Detailed Requirements

File Format

You should already have experience reading and writing text files in Java. You may not have experience handling file I/O with binary data. For this application it will be necessary to both read and write binary data. We will need to read binary files because our compression tool should be able to compress any file whether or not it contains plain-text. We will need to create binary files because the Huffman coding process results in a binary encoding. Saving a series of 0’s and 1’s as ASCII characters would not reduce the overall file size since we would end up using eight bits to store each individual bit of encoded data.

We are providing two Java files to help with efficiently manipulating and storing binary data.

For this application the .jmz files must be serialized versions of HuffmanSave objects. Object serialization is the process of converting a complete Java object into a binary form so that it can be saved to a file or communicated over a network. This tutorial provides some background on serialization and shows examples of saving and loading Java objects.*

The files BitSequence.java and HuffmanSave.java must not be modified.

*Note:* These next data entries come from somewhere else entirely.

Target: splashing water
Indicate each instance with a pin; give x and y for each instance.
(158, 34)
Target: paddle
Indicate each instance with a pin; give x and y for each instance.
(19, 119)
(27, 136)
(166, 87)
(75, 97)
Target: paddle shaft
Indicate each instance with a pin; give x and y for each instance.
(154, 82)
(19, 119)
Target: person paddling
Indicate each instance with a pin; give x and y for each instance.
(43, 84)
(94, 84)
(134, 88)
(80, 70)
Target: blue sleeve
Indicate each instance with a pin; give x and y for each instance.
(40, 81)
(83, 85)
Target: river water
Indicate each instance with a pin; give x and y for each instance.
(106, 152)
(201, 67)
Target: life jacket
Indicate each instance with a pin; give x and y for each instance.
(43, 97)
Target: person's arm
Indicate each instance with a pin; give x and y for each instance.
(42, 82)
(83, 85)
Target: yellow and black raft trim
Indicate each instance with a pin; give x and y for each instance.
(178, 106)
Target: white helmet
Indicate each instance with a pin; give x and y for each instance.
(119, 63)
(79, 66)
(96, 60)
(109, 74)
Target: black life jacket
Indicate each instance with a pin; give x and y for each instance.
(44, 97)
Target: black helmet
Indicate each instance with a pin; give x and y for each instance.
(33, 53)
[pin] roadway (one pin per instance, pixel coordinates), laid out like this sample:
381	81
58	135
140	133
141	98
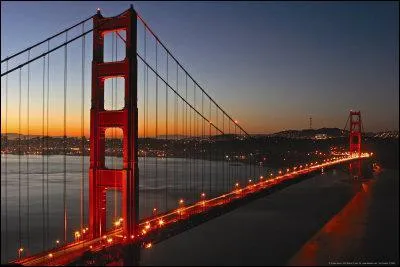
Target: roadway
66	254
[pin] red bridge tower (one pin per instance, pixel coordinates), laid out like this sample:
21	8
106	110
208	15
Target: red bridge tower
355	132
101	178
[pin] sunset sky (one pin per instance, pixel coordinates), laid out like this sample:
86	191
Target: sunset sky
270	65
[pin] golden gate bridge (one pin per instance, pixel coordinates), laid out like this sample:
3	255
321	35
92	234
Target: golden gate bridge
143	105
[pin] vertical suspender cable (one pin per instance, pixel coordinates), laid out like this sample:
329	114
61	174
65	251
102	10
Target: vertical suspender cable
19	163
175	130
218	154
145	202
195	151
43	98
115	146
27	157
166	142
5	167
113	38
47	146
156	132
202	143
186	135
83	131
65	140
209	147
223	153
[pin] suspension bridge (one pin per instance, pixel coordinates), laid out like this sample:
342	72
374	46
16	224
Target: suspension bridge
161	154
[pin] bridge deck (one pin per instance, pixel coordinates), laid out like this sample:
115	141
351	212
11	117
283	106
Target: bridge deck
68	253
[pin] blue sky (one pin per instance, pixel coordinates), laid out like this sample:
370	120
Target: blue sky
269	64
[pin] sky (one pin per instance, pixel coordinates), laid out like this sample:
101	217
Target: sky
270	65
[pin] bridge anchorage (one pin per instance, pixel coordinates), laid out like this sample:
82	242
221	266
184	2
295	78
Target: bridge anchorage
201	189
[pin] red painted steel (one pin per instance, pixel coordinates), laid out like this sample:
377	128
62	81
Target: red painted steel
355	132
101	179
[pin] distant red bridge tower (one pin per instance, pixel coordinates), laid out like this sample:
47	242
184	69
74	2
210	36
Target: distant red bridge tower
101	178
355	132
355	141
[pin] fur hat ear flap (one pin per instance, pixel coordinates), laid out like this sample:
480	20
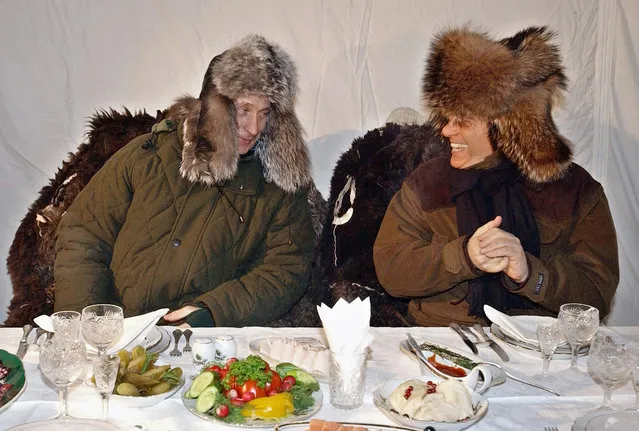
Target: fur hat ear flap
546	154
209	154
284	148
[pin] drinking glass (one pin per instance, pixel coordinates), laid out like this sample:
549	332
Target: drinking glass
609	360
66	325
346	379
105	371
578	324
63	363
549	337
102	326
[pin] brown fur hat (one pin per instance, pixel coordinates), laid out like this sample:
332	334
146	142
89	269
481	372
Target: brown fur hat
210	154
511	83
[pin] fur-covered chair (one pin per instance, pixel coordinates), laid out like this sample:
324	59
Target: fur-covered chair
32	253
364	180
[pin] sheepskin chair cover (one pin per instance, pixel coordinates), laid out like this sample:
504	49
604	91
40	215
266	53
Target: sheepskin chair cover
32	253
375	166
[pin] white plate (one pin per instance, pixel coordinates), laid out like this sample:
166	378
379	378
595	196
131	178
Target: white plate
189	403
607	420
257	347
380	395
146	401
562	352
67	425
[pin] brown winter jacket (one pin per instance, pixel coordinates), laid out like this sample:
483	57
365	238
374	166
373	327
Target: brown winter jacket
419	254
141	235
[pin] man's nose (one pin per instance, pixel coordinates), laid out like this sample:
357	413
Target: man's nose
252	125
449	129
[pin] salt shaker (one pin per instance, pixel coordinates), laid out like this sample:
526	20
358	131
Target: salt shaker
225	348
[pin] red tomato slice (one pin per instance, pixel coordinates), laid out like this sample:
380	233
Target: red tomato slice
251	386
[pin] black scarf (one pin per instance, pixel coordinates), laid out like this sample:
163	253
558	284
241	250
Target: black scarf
480	195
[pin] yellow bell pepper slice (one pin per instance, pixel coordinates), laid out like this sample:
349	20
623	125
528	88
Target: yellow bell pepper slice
274	407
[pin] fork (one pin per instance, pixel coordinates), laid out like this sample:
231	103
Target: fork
187	336
177	333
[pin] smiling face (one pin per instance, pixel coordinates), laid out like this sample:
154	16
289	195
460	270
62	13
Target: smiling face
469	142
251	114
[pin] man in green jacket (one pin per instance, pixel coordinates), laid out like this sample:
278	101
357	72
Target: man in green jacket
207	214
508	220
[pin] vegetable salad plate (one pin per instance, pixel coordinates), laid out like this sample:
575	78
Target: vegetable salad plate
12	379
257	423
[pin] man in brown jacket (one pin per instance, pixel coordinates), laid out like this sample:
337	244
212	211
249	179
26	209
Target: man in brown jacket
208	214
509	220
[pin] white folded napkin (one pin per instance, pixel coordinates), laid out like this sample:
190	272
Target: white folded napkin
522	327
135	328
347	325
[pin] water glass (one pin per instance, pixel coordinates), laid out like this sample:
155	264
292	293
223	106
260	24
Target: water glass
66	325
578	324
102	325
105	371
346	379
549	337
63	364
609	360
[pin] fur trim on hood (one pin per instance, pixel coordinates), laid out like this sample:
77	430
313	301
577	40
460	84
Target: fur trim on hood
210	154
512	83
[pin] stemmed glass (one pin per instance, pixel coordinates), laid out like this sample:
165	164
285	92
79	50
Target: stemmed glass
102	326
548	336
63	363
609	360
105	371
578	324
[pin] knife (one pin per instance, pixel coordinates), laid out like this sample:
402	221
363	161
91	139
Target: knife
491	343
22	347
455	327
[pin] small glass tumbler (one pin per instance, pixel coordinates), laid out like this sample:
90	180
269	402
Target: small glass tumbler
549	336
105	371
202	351
66	325
346	379
225	348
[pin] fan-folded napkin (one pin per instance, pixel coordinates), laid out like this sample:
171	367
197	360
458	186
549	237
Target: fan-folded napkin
347	325
135	328
520	327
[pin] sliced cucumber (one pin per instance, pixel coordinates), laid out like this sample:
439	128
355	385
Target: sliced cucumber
206	399
200	383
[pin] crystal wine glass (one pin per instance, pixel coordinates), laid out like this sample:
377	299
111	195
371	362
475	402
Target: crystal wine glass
549	337
102	326
609	360
105	371
66	325
578	324
63	363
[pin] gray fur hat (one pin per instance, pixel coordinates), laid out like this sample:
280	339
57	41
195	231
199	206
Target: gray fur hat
512	83
210	154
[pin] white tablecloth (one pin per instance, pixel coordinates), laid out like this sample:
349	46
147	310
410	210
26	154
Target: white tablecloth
511	405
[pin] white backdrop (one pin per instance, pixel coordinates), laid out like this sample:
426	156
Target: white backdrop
61	60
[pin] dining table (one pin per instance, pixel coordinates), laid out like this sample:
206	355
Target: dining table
511	405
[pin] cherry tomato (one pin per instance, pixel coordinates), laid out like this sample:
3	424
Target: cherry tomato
251	386
222	411
214	368
286	386
275	383
290	379
238	402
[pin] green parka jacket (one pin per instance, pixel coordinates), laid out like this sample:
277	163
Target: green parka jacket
142	235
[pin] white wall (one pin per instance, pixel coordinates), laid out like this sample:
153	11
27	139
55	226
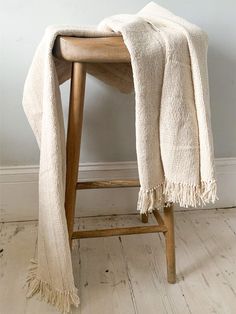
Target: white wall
109	117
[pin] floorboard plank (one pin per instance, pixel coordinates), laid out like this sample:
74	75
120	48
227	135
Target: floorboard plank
127	274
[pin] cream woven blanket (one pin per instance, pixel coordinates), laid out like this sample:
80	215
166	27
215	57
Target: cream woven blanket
173	132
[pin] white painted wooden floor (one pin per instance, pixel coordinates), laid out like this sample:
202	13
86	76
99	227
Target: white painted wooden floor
127	274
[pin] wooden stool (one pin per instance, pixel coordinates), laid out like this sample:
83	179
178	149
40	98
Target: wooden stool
80	51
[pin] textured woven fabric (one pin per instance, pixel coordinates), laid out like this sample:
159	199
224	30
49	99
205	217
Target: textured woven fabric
173	131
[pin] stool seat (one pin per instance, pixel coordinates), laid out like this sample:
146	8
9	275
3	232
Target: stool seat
93	50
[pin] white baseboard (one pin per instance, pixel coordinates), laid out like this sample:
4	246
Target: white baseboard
19	185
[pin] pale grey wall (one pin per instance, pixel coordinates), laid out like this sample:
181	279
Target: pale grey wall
109	117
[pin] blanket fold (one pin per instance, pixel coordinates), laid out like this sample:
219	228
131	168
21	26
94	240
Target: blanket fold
172	121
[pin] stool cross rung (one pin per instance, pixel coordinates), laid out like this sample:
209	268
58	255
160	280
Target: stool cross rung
107	184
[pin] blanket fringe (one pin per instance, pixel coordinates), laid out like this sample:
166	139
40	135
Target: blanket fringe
170	192
62	300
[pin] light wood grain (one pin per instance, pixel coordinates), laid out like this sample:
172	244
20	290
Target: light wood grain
74	134
127	274
103	49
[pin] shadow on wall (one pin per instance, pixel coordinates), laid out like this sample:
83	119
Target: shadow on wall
222	78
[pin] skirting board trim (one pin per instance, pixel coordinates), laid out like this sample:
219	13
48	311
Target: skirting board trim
19	189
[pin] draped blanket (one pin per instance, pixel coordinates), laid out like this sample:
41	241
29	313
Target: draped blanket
173	131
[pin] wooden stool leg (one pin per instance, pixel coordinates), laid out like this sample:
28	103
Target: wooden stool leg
78	78
170	243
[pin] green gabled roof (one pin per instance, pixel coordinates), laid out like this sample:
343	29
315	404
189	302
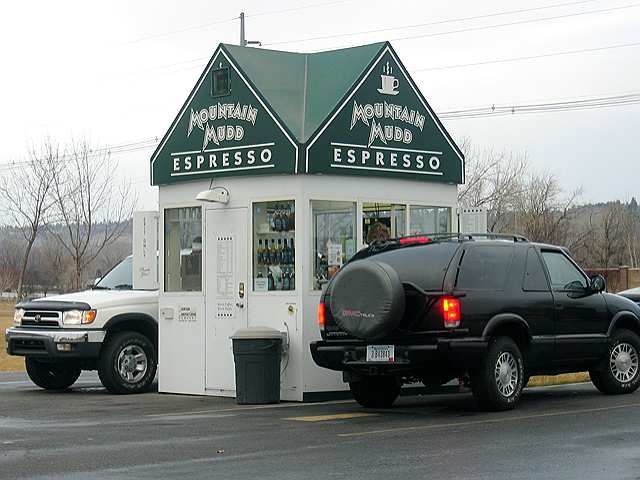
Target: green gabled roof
303	88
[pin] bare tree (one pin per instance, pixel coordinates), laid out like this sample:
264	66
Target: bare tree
494	181
543	211
25	199
9	263
610	239
92	209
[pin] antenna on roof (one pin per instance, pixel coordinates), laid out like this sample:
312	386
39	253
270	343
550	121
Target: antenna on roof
243	41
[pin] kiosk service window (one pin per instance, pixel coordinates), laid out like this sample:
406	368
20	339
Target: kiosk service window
183	249
429	220
382	221
334	238
274	238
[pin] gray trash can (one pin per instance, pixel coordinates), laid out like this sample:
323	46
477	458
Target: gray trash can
256	353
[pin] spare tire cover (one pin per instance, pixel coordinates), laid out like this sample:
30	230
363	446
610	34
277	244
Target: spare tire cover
367	299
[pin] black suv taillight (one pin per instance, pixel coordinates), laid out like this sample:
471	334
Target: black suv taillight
451	312
321	315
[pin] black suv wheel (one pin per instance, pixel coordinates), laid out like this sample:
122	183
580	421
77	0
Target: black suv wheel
498	383
128	363
51	376
376	391
620	371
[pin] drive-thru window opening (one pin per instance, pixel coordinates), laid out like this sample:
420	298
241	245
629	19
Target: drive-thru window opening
286	196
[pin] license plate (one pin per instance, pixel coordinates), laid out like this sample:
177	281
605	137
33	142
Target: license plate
380	353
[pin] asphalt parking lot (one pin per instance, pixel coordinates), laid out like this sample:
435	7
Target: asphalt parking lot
569	431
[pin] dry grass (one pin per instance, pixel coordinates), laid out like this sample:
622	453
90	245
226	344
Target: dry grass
8	363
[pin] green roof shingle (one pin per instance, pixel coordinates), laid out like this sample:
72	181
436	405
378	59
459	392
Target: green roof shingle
303	88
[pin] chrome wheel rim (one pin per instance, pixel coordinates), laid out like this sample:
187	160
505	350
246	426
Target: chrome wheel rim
506	374
623	362
132	364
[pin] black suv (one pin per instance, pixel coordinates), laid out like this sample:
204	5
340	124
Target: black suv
493	309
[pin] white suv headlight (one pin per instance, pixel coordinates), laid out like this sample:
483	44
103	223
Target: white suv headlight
17	316
78	317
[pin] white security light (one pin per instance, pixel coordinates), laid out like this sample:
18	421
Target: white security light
215	195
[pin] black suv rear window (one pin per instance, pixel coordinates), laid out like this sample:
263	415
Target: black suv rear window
484	267
534	278
424	265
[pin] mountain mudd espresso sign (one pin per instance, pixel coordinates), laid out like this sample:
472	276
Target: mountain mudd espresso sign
385	127
223	131
266	112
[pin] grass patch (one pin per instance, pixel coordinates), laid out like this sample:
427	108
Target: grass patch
8	363
543	380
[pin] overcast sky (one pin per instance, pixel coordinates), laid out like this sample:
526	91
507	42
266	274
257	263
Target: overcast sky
109	71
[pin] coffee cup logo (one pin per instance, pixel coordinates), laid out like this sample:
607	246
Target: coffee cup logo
389	82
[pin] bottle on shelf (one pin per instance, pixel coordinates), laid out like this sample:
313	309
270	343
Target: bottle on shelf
292	279
271	284
277	222
291	215
285	253
266	253
280	253
260	252
273	253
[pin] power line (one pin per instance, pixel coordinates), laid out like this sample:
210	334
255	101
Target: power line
199	59
428	24
529	57
476	112
507	24
116	149
501	110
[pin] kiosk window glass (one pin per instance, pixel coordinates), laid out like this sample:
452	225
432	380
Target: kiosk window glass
183	249
274	254
382	221
334	238
429	220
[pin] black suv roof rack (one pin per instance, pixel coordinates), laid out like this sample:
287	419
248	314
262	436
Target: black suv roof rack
473	236
378	246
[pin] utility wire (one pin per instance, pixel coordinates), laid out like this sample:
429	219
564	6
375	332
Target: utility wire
476	112
501	110
429	24
506	24
529	57
200	59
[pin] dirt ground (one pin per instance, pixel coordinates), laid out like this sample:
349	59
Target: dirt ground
7	363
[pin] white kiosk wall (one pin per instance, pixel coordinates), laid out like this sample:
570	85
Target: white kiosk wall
195	349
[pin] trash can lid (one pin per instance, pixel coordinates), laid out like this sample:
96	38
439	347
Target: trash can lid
257	333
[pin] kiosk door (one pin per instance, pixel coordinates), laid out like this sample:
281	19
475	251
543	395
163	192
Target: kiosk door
226	293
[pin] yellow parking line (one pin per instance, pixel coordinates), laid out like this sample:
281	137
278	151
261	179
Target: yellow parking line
337	416
493	420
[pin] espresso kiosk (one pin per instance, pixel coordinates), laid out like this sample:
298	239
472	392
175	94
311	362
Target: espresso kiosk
278	167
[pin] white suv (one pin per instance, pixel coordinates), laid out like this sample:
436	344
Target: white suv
111	328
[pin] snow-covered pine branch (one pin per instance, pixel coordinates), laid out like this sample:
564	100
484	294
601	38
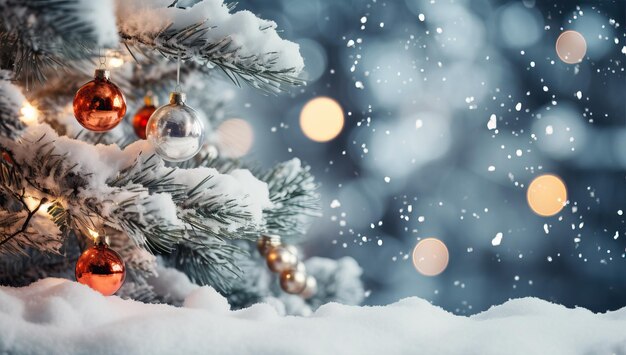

Tips, Advice and Additional Information

Testing

Here are the submission tests that will be used by Autolab:

Notice that these are not unit tests. Unit testing involves testing individual classes in isolation to make sure that each method works correctly. The tests in JMZipTest.java would be considered integration tests or system tests. They check that the components work together correctly and that the final application performs according to the specification.

These tests probably won’t be much use in helping you to debug your code. You will not be required to submit unit tests for this project, but we strongly suggest that you test your individual methods as you complete them.

Grading

Autolab Functionality 60%
Autolab Style Checks 20%
Autolab Instructor Style Points 20%

* Note that object serialization is not a good strategy for long-term data storage. If the implementation of the serialized class changes, it becomes impossible to deserialize using a Java program that uses a later version of the class. We are using serialization for this project because it saves us the trouble of specifying and implementing a new binary data format. If you were to continue developing this tool the next step would be to design a file format that is independent of the details of the implementation.